‘A peaceful place’: How a small Manitoba community honours those who fought in war

A small Manitoba community has been dedicated to honouring those who fought and also made the ultimate sacrifice during the First and Second World Wars.

Darlingford is located 21 kilometres west of Morden and since 1921, it has been home to Manitoba’s only free-standing memorial building in the province.

Darlingford Memorial Park was inspired by Ferris Bolton, who lost three sons while they were fighting in France in 1917.

Glenn Rasmussen is the secretary-treasurer for the park, holding that title for 37 years, and said the park is important for so many in the area.

“There’s a lot of people (from here) that signed up for the war, it was a small area, and there were a lot of people signed up. So it’s just an important part of everybody’s life,” said Rasmussen.

Inside the memorial building, there are two black tablets listing all the men and women who served in each war.

In the First World War, 104 people from the area served and 18 died, while in the Second World War, 118 served and 12 people died.

A plaque at Darlingford Memorial Park showing all people who fought in the First and Second World Wars in the area. Nov. 8, 2022. (Source: Glenn Rasmussen)

In 2021, the park marked its 100th anniversary, with the official ceremony being held this past July.

“We tried to contact a lot of relatives of the people who were on the two plaques in the building from the First and Second World Wars…We had a very strong, very good turnout for the service this year. So it was very well received.”
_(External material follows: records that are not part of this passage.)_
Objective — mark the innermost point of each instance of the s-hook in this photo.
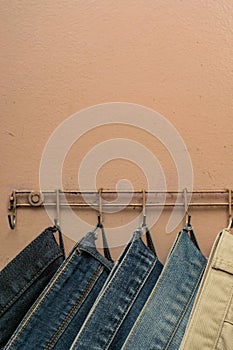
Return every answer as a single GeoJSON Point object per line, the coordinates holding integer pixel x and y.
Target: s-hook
{"type": "Point", "coordinates": [12, 210]}
{"type": "Point", "coordinates": [230, 226]}
{"type": "Point", "coordinates": [143, 208]}
{"type": "Point", "coordinates": [187, 215]}
{"type": "Point", "coordinates": [57, 217]}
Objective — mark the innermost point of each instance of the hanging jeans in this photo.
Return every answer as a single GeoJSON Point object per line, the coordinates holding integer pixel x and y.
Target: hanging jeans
{"type": "Point", "coordinates": [24, 278]}
{"type": "Point", "coordinates": [211, 322]}
{"type": "Point", "coordinates": [123, 296]}
{"type": "Point", "coordinates": [58, 314]}
{"type": "Point", "coordinates": [161, 324]}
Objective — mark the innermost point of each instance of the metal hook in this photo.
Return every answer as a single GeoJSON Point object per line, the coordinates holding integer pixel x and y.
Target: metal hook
{"type": "Point", "coordinates": [12, 209]}
{"type": "Point", "coordinates": [187, 215]}
{"type": "Point", "coordinates": [57, 218]}
{"type": "Point", "coordinates": [100, 215]}
{"type": "Point", "coordinates": [230, 210]}
{"type": "Point", "coordinates": [143, 208]}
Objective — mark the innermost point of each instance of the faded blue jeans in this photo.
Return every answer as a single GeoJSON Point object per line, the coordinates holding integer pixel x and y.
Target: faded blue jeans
{"type": "Point", "coordinates": [122, 297]}
{"type": "Point", "coordinates": [58, 314]}
{"type": "Point", "coordinates": [163, 319]}
{"type": "Point", "coordinates": [24, 278]}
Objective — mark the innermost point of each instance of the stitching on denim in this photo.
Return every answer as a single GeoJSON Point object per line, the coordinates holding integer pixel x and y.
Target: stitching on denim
{"type": "Point", "coordinates": [132, 302]}
{"type": "Point", "coordinates": [111, 281]}
{"type": "Point", "coordinates": [98, 256]}
{"type": "Point", "coordinates": [64, 324]}
{"type": "Point", "coordinates": [157, 285]}
{"type": "Point", "coordinates": [180, 318]}
{"type": "Point", "coordinates": [20, 293]}
{"type": "Point", "coordinates": [224, 318]}
{"type": "Point", "coordinates": [20, 255]}
{"type": "Point", "coordinates": [42, 298]}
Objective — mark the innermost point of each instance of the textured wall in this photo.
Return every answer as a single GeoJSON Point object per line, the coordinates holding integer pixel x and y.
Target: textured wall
{"type": "Point", "coordinates": [58, 57]}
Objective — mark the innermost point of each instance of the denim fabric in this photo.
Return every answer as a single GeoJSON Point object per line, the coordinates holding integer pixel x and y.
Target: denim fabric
{"type": "Point", "coordinates": [58, 314]}
{"type": "Point", "coordinates": [162, 322]}
{"type": "Point", "coordinates": [121, 298]}
{"type": "Point", "coordinates": [24, 278]}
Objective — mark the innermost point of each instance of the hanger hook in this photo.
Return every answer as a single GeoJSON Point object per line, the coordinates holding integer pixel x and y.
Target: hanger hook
{"type": "Point", "coordinates": [144, 208]}
{"type": "Point", "coordinates": [12, 209]}
{"type": "Point", "coordinates": [186, 207]}
{"type": "Point", "coordinates": [100, 215]}
{"type": "Point", "coordinates": [57, 217]}
{"type": "Point", "coordinates": [230, 210]}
Unlike other memorials in the province and across the country, a yearly service isn’t held on Nov. 11 at Darlingford Memorial Park. Instead, Rasmussen said it is held on the first Sunday of July every year in commemoration of the original opening of the park on July 5.

“We have children from the community take part in it and we have a roll call. We call out the names of the (people) from the First World War and the Second World War who gave their lives,” said Rasmussen. “The children put flowers on two-way crosses at the front, and then stand them in the formation of a cross after they’ve placed the flower.”

Despite no official service in Darlingford, Rasmussen said services are still held in Manitou and Morden on Nov. 11.

Rasmussen encourages people to visit the memorial park and learn about the history of the area.

“The community support is just tremendous over the years. There is just a lot of pride in the park itself. We’ve had so many people comment when they are there, just visiting on a weekend or something, about how peaceful it is in there. It’s just a peaceful place to come and visit and remember, it’s just special that way.”